I hope my audience is anyone/everyone who reads — the more the merrier. I don't have a specific "audience" in mind so much as a person I envision during the writing process. My computer screen might as well be a mirror, because I imagine someone who looks like me — a black woman. I'm comfortable in her company and am able to be myself, whatever myself is at that moment.

BNR: There is a line in "Cento for the Night I Said, 'I Love You' " where you say love is "not a heartbeat but a moan." To me that conjures a sense of love that is intense but fleeting. What do you think love is and did writing this collection change or influence your concept of love?

NS: The average person's life isn't that long, if they're lucky about seventy-nine years. Of those years, exactly how many are filled with love? Love is fleeting because life itself is fleeting. And, there are many kinds of love — romantic love, as you know, is different than familial love.

Love is indescribable. If I had to describe the romantic love about which "Cento for the Night I Said, 'I Love You' " is referring, I'd say that it is an admixture of ecstasy, duende, negative capability, and desire. The line, "Love is like this; / not a heartbeat, but a moan," I think, best describes this admixture.

Merely living has made me think more frequently and critically about love, which is probably the case with most people. With Ordinary Beast, I was able to continue my exploration of the abstraction. I still don't have any answers, but at least I know what questions I'd ask if ever given the opportunity for definitive answers.

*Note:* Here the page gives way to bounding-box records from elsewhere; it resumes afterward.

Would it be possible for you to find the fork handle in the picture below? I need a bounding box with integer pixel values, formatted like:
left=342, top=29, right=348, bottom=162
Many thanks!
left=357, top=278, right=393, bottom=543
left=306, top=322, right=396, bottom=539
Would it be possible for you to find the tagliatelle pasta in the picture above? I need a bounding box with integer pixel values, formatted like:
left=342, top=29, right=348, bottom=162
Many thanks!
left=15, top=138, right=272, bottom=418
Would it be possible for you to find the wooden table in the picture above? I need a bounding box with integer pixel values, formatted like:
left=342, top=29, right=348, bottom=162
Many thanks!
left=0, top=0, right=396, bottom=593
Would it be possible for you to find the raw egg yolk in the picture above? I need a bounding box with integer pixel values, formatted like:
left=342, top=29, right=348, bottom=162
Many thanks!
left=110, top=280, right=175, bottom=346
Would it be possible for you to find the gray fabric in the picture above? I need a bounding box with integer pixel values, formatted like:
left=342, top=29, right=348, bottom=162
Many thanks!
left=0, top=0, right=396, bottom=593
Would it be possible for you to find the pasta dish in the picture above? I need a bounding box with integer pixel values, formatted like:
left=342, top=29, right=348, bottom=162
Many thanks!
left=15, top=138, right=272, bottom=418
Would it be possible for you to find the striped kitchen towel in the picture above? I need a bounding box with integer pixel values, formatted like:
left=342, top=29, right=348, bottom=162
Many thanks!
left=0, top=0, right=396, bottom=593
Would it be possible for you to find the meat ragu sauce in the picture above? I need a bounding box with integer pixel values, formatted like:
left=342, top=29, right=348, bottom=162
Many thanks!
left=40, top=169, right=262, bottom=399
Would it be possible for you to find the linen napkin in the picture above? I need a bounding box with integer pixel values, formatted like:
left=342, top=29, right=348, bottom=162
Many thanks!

BNR: Bodily pain is so present in these poems, particularly the ways black bodies are misrepresented or trapped or violated. How do you approach writing about difficult subjects? How do you take care of yourself in that process?

NS: I take care of myself by actually approaching the difficult subjects head-on. If I didn't, I'd be a passive participant in my own life. I couldn't live with that. That wouldn't champion equity, nor would it cultivate creative risk. Instinctively, I want to live and be as happy as possible while doing so. I want the same for those I love. I want the same for those I don't know. For those who'll exist long after I'm gone.

One only needs to open her eyes to see that there is an active, one- sided war against black and brown people in this country, in particular, and in the world at large. Though black pain is a theme in Ordinary Beast, so too is black history, black resilience, black excellence, black power, black joy and black love. All of which sustains me.

BNR: How has your role as executive director of Cave Canem influenced your approach to your work, and how the heck do you find the time to write?

NS: My role as executive director doesn't influence the way I approach my creative work — though it does affect the regularity of it. Given that there is much to learn in my new role, I haven't had much time to write. My first day was January 2, 2017. I suspect this will be the case for at least the first year of my tenure.

Now, my time as a Cave Canem fellow and former workshop participant, on the other hand, has made me a craftswoman and diligent reviser. These poets do not play — they bring their A-game at all times. To roll with them, I've had to learn to do the same.

BNR: Who are your poetic influences?

NS: This question always gets the best of me because I end up forgetting someone. All that to say, forgive my memory, as I attempt to name a few of my poetic influences in alpha- order: Catherine Barnett, Lucille Clifton, Andrea Cohen, Martha Collins, Brigit Pegeen Kelly, Yusef Komunyakaa, Li-Young Lee, Larry Levis, John Murillo, Marilyn Nelson, Sharon Olds, Willie Perdomo, Carl Phillips, Patrick Phillips, Sylvia Plath, Shakespeare, Patricia Smith, Tracy K. Smith, among others.

BNR: What do you hope for or imagine the future of black poetry to be?

NS: Black poetry is poetry. Black poets will continue to write. My hope for the field is that it expands further, that it welcomes the contributions of poets of color.

BNR: What is your favorite thing about language?

NS: My favorite thing about language is its accessibility, which is one of the things I value most in a poem. At its best, language clarifies, or at least attempts to clarify, one's thoughts or feelings on a subject. What a great gift we have!